Ten prominent Bangladeshis including Prime Minister Shaikh Hasina’s adviser H.T. Imam, vice-chancellor of premier Dhaka University Professor Arefin Siddique and popular writer and physicist Professor Zafar Iqbal earlier this week received death threats in letters, with police suspecting the ABT to have sent the letters in the name of “Alkaida”.

International security think tank Terrorism Research & Analysis Consortium (TRAC) described ABT as an “Al Qaida-inspired Islamic extremist group in Bangladesh that started its activities during 2007 as the Jama’atul Muslemin”.

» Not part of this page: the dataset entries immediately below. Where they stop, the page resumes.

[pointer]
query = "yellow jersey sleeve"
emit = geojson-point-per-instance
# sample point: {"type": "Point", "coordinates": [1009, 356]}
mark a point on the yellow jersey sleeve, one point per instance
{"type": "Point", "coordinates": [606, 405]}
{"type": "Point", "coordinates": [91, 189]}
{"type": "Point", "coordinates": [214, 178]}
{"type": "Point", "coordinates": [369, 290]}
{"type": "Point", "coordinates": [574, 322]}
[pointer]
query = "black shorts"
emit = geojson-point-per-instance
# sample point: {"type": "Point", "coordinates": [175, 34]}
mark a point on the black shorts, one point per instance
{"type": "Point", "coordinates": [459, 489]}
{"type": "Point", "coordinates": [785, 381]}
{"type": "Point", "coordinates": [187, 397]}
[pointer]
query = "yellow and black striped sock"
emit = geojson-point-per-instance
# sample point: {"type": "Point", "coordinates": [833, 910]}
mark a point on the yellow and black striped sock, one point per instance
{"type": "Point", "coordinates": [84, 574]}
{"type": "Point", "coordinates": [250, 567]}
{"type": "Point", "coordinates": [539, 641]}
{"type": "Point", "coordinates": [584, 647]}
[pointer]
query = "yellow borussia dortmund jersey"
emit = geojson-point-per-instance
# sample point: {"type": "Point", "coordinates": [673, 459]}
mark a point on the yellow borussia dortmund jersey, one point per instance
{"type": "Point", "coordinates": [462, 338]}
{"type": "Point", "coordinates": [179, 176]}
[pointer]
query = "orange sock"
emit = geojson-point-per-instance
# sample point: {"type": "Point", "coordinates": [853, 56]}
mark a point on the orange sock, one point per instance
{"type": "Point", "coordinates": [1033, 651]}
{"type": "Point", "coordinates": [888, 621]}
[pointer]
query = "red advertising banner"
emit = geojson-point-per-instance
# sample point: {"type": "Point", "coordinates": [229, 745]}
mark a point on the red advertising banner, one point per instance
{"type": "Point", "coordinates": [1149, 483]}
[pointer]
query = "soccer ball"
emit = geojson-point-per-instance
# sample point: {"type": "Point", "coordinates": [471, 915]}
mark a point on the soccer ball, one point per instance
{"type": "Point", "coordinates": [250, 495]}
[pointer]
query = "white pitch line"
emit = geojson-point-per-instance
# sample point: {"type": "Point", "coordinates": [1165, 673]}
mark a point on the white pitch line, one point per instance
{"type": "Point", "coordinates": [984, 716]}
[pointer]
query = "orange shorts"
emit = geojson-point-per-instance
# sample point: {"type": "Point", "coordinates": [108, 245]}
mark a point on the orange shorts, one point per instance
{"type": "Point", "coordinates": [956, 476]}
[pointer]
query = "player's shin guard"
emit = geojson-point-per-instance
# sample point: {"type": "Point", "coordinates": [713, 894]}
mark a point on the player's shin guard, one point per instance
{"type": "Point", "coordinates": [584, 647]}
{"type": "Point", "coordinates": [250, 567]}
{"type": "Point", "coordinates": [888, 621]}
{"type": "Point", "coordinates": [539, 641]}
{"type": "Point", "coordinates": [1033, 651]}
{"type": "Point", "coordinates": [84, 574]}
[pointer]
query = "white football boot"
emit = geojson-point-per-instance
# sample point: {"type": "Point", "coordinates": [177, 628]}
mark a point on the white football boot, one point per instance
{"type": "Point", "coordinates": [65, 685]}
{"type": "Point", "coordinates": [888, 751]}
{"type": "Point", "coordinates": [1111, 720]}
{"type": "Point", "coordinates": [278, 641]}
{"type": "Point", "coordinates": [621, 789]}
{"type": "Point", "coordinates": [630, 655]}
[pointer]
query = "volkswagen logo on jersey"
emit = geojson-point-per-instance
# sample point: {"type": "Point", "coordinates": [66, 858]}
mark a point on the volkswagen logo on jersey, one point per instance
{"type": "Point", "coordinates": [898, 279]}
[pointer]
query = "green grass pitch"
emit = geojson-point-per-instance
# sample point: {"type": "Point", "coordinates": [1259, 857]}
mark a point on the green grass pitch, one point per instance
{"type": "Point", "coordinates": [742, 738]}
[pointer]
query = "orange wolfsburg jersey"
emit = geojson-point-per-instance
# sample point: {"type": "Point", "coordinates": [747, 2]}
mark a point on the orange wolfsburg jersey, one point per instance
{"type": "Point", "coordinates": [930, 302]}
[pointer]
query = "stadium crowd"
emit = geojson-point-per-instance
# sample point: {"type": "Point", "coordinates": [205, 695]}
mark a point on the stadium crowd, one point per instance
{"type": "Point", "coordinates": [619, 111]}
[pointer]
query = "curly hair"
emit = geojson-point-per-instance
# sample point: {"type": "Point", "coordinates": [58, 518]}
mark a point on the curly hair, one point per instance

It said the group was funded by different NGOs while it “ceased to operate when funding ended” but the outfit resurfaced during 2013 as the ABT.

According to TRAC the outfit is influenced by renowned extremist ideologues, such as Anwar Al Awlaki, while its objectives include the “radicalisation of youths in Bangladesh, inciting active participation in a local jihad and seeking control of areas in Bangladesh”.

ABT is the sixth such Bangladesh-based outfit to be outlawed for militant and anti-state activities in the country with the others being Hizb ut-Tahrir, Jama’atul Mujahideen Bangladesh (JMB), Harkatul Jihad Bangladesh (Huji), Jagrata Muslim Janata of Bangladesh and Shahadat-e Al-Hikma.

The outfit first grabbed media headlines in August 2013 when police said the then little-known ABT planned to kill a dozen high profile people, after they seized a list of names during an investigation against the group.

The ban comes after three bloggers were killed in the past three months and police say four detained ABT activists confessed as they were quizzed in connection of the February 2013 murder of the first of the slain bloggers Rajib Haider, while investigators found its links to the killing of Bangladeshi-American blogger Avijit Roy in February this year.

In internet posts the group claimed responsibility for the murder of three bloggers — Avijit Roy, Oyashiqur Rahman Babu, and Ananta Bijoy Das and assassination of a faculty of northwestern Rajshahi University, sociology professor A.K.M. Shafiul Islam earlier this year.

On May 12 this year. Bangladesh witnessed the latest attack on bloggers when suspected Islamists hacked to death Ananta Bijoy Das in northeastern Sylhet.

Hours after the murder, a group called “Ansar Al Islam” claimed in a twitter message that AQIS was responsible for Das’s murder and warned that more such “atheists” awaited an identical fate.

Bangladesh earlier welcomed Federal Bureau of Investigation (FBI) assistance after the US national Roy was murdered in Dhaka in February while police subsequently handed over the evidence related to the assassination to the US agency after obtaining permission from a Dhaka court.